After discussing the struggles of faith-based community support groups to toe that fine line that keeps them legal and and able to recieve funding, Santorum demands that we “find ways of providing public funds to these vital intermediate groups serving public purposes, we must protect churches and their ministries from persecution.” Here he apparently finds no fault in blurring the seperation of church and state, so long as the state is unbiased, and supports all these various organizations. But even if he were able to accomplish this, is it really a good idea to implement a policy that opens the doors for abuse, and the propogation of “state churches”?

The last chapter of this section of the book closes it with a look at prisons, and prison ministry programs.
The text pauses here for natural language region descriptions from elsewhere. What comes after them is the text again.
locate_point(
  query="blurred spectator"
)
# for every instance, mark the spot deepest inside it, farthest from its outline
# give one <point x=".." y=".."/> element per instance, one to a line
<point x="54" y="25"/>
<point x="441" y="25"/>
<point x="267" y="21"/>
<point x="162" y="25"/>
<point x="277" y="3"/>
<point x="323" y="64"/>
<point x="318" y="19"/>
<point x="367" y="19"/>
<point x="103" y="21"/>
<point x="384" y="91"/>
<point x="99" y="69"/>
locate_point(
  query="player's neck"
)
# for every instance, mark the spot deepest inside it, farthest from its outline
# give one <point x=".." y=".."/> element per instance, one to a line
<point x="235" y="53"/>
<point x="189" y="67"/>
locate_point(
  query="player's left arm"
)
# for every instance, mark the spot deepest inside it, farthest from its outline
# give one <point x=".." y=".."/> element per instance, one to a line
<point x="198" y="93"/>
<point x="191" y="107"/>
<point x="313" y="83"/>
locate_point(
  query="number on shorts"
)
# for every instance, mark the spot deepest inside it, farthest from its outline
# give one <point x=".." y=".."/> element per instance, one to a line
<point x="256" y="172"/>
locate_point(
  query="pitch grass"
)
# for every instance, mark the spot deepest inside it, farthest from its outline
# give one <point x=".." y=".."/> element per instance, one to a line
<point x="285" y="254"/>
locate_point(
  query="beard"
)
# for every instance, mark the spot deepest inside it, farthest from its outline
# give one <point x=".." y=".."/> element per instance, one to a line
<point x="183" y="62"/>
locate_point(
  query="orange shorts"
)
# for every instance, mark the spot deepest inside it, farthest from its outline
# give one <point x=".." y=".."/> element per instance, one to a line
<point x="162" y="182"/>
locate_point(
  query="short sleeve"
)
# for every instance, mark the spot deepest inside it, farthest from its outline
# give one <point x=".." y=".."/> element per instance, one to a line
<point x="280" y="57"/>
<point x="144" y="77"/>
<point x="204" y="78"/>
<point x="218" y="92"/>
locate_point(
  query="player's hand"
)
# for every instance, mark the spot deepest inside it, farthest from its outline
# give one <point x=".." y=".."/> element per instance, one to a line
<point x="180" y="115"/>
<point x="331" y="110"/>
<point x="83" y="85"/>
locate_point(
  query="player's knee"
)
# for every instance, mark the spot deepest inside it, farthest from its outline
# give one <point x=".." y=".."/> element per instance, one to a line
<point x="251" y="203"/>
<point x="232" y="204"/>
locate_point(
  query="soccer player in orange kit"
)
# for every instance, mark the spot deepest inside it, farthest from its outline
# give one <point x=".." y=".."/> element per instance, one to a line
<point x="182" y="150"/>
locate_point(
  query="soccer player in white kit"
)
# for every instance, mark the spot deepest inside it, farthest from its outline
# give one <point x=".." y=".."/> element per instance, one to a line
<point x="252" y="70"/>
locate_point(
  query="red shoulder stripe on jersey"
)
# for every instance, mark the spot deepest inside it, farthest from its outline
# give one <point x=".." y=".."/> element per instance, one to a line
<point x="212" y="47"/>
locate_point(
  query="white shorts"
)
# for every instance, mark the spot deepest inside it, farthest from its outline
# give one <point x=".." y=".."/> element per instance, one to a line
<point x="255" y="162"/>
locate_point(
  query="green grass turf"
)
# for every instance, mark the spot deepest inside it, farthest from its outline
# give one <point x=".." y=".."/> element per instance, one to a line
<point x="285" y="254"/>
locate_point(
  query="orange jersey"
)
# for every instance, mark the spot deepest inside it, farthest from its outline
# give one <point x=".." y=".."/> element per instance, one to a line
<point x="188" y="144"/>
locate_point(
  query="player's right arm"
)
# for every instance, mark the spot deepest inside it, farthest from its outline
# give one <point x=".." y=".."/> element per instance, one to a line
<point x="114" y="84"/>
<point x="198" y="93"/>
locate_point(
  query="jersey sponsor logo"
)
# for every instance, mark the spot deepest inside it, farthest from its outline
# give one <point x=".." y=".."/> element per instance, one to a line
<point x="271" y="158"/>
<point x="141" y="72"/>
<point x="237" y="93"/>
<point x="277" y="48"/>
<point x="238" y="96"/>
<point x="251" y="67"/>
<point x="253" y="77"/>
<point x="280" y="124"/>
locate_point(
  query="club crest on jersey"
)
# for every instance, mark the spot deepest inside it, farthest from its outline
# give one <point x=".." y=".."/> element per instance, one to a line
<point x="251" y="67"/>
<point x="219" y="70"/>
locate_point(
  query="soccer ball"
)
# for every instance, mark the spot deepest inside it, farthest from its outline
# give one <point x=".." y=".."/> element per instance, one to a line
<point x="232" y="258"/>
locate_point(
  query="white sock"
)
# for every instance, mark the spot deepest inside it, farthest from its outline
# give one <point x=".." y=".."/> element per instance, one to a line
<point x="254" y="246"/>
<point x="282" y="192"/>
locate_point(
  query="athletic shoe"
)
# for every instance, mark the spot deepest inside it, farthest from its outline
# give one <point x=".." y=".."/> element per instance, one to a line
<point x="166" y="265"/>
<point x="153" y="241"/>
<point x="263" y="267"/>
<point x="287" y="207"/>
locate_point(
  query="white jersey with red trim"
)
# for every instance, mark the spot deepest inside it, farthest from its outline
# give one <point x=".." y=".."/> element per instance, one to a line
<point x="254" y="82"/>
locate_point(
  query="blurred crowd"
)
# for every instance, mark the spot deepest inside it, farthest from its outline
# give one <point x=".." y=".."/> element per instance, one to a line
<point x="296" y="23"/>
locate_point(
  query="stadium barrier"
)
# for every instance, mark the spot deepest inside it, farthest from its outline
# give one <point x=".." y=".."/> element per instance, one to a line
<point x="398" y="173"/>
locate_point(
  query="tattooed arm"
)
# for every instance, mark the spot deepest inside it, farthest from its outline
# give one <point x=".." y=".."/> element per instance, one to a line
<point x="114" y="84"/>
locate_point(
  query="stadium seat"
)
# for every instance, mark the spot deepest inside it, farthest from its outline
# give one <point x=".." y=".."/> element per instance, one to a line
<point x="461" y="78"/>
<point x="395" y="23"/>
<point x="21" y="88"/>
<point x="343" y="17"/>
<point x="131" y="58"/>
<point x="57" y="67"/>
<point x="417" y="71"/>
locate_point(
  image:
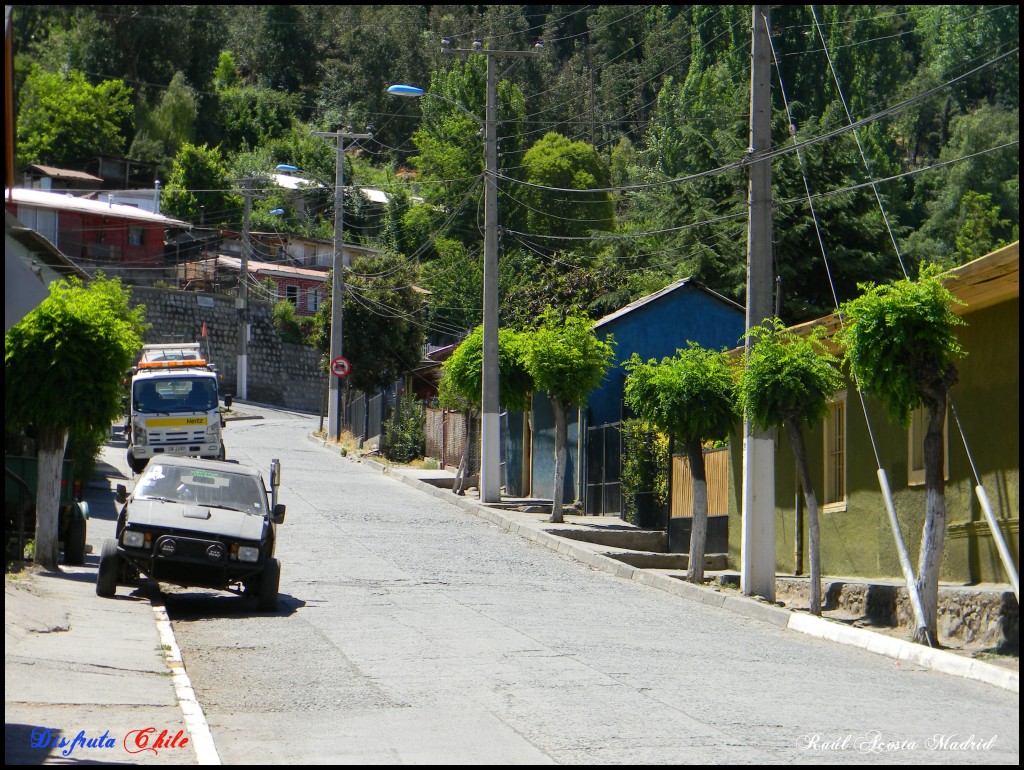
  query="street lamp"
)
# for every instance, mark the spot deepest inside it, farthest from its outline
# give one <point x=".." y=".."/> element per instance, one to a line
<point x="489" y="424"/>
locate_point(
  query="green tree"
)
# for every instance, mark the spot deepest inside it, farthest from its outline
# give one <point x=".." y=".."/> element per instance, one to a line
<point x="65" y="121"/>
<point x="199" y="188"/>
<point x="901" y="345"/>
<point x="691" y="398"/>
<point x="977" y="234"/>
<point x="566" y="360"/>
<point x="171" y="123"/>
<point x="786" y="382"/>
<point x="381" y="321"/>
<point x="62" y="370"/>
<point x="557" y="162"/>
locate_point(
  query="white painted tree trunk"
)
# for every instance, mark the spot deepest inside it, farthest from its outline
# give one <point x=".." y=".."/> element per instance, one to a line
<point x="811" y="498"/>
<point x="698" y="530"/>
<point x="934" y="533"/>
<point x="561" y="441"/>
<point x="51" y="444"/>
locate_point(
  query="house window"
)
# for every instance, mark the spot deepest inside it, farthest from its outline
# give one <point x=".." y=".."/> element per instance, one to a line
<point x="313" y="299"/>
<point x="835" y="455"/>
<point x="915" y="446"/>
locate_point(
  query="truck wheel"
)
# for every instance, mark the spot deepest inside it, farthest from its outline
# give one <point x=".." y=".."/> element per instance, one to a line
<point x="110" y="565"/>
<point x="75" y="544"/>
<point x="137" y="466"/>
<point x="269" y="583"/>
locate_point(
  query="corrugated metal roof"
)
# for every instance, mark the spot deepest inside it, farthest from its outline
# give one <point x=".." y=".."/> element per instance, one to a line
<point x="635" y="304"/>
<point x="55" y="173"/>
<point x="61" y="202"/>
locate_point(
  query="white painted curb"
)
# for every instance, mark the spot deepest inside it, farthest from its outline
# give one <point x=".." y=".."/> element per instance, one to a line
<point x="199" y="729"/>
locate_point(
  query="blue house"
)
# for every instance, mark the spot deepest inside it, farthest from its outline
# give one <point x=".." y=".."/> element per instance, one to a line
<point x="652" y="327"/>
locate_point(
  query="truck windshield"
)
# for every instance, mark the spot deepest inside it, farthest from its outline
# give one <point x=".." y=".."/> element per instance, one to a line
<point x="177" y="394"/>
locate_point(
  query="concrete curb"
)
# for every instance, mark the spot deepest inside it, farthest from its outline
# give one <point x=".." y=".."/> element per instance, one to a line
<point x="199" y="728"/>
<point x="899" y="649"/>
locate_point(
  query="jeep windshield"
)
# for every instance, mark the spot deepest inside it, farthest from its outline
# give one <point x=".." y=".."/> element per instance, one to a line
<point x="175" y="394"/>
<point x="213" y="488"/>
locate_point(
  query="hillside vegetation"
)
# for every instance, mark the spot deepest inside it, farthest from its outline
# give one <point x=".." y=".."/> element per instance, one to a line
<point x="643" y="109"/>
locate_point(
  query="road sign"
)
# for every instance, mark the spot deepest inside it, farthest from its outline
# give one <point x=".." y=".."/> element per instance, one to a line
<point x="340" y="367"/>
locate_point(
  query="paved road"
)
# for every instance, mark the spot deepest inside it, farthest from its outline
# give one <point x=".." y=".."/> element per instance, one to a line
<point x="412" y="632"/>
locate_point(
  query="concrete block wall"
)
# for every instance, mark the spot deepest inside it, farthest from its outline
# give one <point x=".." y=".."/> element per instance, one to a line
<point x="280" y="374"/>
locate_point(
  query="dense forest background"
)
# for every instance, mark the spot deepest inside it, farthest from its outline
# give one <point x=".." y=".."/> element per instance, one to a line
<point x="646" y="104"/>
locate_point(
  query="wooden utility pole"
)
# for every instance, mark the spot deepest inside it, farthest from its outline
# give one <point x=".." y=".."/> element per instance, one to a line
<point x="489" y="482"/>
<point x="242" y="302"/>
<point x="338" y="277"/>
<point x="758" y="539"/>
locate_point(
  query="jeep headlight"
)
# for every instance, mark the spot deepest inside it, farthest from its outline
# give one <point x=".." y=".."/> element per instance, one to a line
<point x="134" y="540"/>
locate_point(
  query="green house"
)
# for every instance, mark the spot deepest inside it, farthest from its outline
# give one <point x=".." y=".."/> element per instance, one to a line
<point x="857" y="540"/>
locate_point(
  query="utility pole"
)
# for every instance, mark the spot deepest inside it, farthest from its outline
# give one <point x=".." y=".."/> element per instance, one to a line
<point x="338" y="277"/>
<point x="242" y="301"/>
<point x="491" y="482"/>
<point x="758" y="549"/>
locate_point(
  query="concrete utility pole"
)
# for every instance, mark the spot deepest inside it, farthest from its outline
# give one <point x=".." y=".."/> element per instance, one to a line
<point x="242" y="301"/>
<point x="758" y="538"/>
<point x="338" y="277"/>
<point x="491" y="481"/>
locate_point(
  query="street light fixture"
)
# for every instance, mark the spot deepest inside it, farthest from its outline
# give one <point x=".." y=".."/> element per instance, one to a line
<point x="489" y="483"/>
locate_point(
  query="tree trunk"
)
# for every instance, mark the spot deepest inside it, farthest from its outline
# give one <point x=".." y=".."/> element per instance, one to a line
<point x="459" y="485"/>
<point x="561" y="439"/>
<point x="50" y="447"/>
<point x="698" y="530"/>
<point x="935" y="520"/>
<point x="814" y="547"/>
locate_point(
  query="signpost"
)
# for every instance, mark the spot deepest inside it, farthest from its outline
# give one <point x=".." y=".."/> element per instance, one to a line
<point x="340" y="367"/>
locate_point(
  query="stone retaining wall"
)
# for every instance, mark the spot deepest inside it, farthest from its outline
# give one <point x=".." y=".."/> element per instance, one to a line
<point x="971" y="615"/>
<point x="280" y="374"/>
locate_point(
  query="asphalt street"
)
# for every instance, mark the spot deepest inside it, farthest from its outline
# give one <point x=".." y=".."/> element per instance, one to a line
<point x="413" y="632"/>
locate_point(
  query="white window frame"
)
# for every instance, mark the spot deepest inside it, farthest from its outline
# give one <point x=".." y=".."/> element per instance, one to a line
<point x="835" y="446"/>
<point x="915" y="446"/>
<point x="314" y="298"/>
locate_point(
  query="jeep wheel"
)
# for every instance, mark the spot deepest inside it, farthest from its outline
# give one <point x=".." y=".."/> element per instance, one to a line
<point x="75" y="544"/>
<point x="269" y="583"/>
<point x="110" y="566"/>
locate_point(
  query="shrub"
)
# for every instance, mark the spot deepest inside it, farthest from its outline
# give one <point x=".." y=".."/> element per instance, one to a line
<point x="645" y="475"/>
<point x="403" y="437"/>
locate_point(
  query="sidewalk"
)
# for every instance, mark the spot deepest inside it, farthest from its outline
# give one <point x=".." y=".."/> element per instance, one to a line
<point x="534" y="526"/>
<point x="94" y="680"/>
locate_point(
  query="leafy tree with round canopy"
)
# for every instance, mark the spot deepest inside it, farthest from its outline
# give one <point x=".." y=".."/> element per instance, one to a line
<point x="901" y="345"/>
<point x="62" y="368"/>
<point x="199" y="190"/>
<point x="64" y="120"/>
<point x="690" y="397"/>
<point x="786" y="382"/>
<point x="557" y="162"/>
<point x="462" y="382"/>
<point x="566" y="360"/>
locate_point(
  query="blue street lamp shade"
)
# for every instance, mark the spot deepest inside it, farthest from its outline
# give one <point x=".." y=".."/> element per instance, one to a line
<point x="404" y="90"/>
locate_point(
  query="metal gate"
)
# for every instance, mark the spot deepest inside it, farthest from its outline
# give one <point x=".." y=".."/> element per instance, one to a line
<point x="604" y="470"/>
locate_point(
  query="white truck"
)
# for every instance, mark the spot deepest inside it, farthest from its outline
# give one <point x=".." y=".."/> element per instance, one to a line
<point x="174" y="405"/>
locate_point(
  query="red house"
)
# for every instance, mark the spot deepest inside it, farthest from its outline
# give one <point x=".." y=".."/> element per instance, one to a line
<point x="94" y="234"/>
While there is much I could write on the topics of prisons, crime, “crime,” and tangential points, the fact is that prisons do exist, and there are rather a lot of prisoners in them. Assuming prison ministry programs are voluntary (an interesting requirement in light of the circumstances), and are not using public money, I have absolutely no problems with these initiatives, and think that in general they’re to be applauded.

I’m a fairly conservative person, personally. I find little fault in most of Santorums admonitions for parents to spend more time with their children, and to be better parents. I have nothing against faith, or even the concept of organized religion. If a church doesn’t suit me, I can find different one that does. I don’t even mind when he affirms that there’s indeed nothing wrong with a woman being a stay-at-home mother. Outside of radical elements of the movement, I think feminism is largely about a woman having the choice to conduct her life in the way she decides is best. Genuine rehabilitative efforts in prisons is an admirable endeavor. Santorum phrases things in such a way as to make you believe that the state was just a kindly uncle trying to give you a hand, and perhaps he sincerely believes that. But the essence of government is violence and control, and one of the very few things it does with remarkable speed and effencieny is take good intentions and use them to pave the road to hell.